# Privacy Audit - DPO Ablation Training (Stage 2)

Train two DPO variants for canary ablation experiment:
- **Section A**: DPO-no-canary (preference data without canary pairs)
- **Section B**: DPO-with-canary (preference data with canary pairs)

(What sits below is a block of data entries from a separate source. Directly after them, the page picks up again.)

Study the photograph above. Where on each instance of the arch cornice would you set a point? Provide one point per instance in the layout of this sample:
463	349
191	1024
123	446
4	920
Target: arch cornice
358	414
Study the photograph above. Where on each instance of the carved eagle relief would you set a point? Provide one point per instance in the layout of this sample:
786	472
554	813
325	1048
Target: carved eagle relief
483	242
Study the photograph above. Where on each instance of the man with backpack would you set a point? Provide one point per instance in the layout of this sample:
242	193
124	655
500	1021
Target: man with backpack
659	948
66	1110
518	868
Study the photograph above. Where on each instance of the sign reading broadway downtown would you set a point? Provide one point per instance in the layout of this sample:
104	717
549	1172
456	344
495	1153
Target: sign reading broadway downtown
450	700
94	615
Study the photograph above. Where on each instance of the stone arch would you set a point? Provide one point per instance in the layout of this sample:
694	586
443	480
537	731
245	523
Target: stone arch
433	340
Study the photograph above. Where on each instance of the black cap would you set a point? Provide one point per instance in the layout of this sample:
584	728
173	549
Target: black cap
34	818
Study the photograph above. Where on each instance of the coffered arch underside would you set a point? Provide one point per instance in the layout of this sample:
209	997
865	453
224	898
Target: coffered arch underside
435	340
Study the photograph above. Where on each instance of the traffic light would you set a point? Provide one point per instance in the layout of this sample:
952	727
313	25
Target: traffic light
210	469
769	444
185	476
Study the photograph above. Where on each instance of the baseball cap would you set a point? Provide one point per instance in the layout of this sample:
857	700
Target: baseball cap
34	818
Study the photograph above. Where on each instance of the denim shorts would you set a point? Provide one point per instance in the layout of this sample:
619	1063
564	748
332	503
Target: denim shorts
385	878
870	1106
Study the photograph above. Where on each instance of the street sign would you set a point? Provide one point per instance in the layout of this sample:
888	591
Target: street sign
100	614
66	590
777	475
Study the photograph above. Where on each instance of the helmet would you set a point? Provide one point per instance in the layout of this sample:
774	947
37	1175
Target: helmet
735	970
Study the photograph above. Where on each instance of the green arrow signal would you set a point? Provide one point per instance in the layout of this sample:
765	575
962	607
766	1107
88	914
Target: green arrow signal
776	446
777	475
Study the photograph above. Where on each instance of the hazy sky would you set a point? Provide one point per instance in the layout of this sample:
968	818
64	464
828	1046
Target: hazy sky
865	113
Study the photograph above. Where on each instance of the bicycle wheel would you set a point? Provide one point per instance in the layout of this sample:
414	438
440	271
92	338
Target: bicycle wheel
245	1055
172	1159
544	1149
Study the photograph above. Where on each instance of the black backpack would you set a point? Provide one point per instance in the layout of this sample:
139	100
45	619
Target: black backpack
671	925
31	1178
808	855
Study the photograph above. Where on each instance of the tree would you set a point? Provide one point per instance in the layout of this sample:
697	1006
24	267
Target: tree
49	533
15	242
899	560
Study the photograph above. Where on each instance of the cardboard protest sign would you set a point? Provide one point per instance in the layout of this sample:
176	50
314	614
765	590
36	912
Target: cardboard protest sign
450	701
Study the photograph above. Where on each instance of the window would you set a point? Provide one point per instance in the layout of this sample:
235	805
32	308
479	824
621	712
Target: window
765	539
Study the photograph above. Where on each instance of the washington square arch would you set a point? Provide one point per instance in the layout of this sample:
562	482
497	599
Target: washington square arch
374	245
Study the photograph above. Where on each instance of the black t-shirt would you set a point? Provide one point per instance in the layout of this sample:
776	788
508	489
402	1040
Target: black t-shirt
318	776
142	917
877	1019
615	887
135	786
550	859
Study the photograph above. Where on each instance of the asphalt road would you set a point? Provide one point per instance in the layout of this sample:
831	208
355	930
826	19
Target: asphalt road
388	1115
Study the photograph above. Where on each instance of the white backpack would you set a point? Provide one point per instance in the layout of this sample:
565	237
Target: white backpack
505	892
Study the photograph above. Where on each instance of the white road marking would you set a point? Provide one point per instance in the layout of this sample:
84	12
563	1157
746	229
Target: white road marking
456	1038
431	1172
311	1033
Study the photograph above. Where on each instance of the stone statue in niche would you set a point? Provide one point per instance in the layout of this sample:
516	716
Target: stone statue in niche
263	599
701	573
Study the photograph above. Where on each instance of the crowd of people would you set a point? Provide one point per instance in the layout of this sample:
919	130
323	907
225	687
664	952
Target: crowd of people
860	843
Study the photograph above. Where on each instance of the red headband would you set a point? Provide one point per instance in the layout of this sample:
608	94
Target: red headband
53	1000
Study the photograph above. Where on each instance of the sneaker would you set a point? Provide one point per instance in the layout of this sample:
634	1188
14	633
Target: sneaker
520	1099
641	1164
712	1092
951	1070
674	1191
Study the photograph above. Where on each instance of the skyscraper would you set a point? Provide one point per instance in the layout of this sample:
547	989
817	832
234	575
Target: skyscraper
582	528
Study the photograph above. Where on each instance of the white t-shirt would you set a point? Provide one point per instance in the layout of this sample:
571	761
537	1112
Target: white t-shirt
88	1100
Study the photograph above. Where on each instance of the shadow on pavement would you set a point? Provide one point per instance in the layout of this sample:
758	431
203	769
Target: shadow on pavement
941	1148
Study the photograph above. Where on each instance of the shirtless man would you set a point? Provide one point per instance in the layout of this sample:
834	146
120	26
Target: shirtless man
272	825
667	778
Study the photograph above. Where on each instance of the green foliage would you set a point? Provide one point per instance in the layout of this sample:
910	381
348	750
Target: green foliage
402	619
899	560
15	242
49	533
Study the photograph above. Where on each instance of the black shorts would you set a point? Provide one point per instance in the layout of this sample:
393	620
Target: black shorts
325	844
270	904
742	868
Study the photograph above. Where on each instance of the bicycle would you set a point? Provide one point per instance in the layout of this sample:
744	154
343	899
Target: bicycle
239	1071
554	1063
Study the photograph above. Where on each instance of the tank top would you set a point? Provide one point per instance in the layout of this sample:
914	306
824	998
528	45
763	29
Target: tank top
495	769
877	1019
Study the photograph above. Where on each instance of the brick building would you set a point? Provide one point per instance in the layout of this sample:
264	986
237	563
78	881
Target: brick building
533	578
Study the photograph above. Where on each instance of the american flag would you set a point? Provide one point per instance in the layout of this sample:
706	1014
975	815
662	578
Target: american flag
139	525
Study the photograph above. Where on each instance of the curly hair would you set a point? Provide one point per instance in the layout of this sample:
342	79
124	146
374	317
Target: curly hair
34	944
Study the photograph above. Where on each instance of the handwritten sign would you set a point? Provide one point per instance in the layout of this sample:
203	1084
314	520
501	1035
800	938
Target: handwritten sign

Both variants use the same SFT base model and identical hyperparameters.

**Prerequisites:**
1. Upload the following files to Colab:
   - `data/wiki_trimmed_with_canary.jsonl`
   - `data/canary_output.txt`
   - `models/stage1_sft/` folder
   - `src/prepare_preference_data.py`
   - `src/train_dpo.py`

## 1. Install Dependencies

In [48]:
!pip install -q datasets transformers peft trl accelerate

## 2. Check GPU

In [49]:
import torch
print(f"PyTorch version: {torch.__version__}")
print(f"CUDA available: {torch.cuda.is_available()}")
if torch.cuda.is_available():
    print(f"GPU: {torch.cuda.get_device_name(0)}")
    print(f"GPU Memory: {torch.cuda.get_device_properties(0).total_memory / 1e9:.1f} GB")
else:
    print("Warning: No GPU detected. DPO training requires a GPU.")

PyTorch version: 2.9.0+cu126
CUDA available: True
GPU: Tesla T4
GPU Memory: 15.8 GB


## 3. Configure Paths

In [54]:
import os

# Base model (downloaded from HuggingFace)
BASE_MODEL_NAME = "Qwen/Qwen2.5-0.5B-Instruct"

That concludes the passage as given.